Earlier today, the White House announced an executive order that will strike back against patent trolls.
From the White House press release, here’s a basic description of what a patent troll is:
Innovators continue to face challenges from Patent Assertion Entities (PAEs), companies that, in the President’s words “don’t actually produce anything themselves,” and instead develop a business model “to essentially leverage and hijack somebody else’s idea and see if they can extort some money out of them.” These entities are commonly known as “patent trolls.”
The blog Boing Boing has covered the patent troll issue extensively, and has cataloged numerous incident of unscrupulous patent holders who tried to game the system. Just a few anecdotal incidents include:
- Trolls going after the successful open-source game Minecraft.
- Someone who claimed they patented the “Power Hour” drinking game.
- One who targeted all interactive websites because they claimed to have patented the idea for the interactive web.

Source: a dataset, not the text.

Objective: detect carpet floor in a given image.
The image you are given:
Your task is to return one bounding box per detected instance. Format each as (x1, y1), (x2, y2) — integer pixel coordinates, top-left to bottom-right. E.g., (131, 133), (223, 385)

- One guy who wanted $1,000 from anyone who had ever used a scanner.
The list goes on, but you get the idea. These are individuals with time and money to litigate, and they’re a huge drain on the innovative sectors of the economy.
Here are eleven facts from a 2012 study by James Benson and Michael Meurer on the legal disputes stemming from “non-practicing entities (NPE), the legal term for a patent troll.
- There were 5,842 suits by NPEs in 2011, a huge jump from 1,401 in 2005. It’s a growing, lucrative business.
- These 5,842 lawsuits were against 2,150 unique companies.
- Factoring in suits that didn’t go to litigation, lawsuits by NPEs cost a whopping $29 billion.
- Worst of all, it’s the small and medium sized companies — the ones which don’t have the resources to fight like the big companies — that take much of the hit. The median company sues in 2011 had only $11 million in revenues.
- According to the report, patent trolls have the effect of a massive drain on the entire marketplace:
Publicly-traded NPEs cost small and medium-sized firms more money than these NPEs could possibly transfer to inventors. This reduces the net amount that firms of any size have available to invest in innovation.
- According to the authors, “the annual wealth lost from NPE lawsuits was about $80 billion for publicly traded U.S. firms.”
- Mean settlement costs were $1.33 million for small and medium companies and $7.27 million for large companies
- Mean litigation costs were $1.75 million for small and medium companies and $8.8 million for large companies.
- Five per cent of the lawsuits for large companies cost more than $22 million.
- Small and medium sized firms — companies with less than $1 billion in revenues — made up 90% of the defendant firms.
- Given that they mounted only 59% of the defenses, small- and medium- sized firms were more likely to avoid litigation and settle out of court than fight the trolls.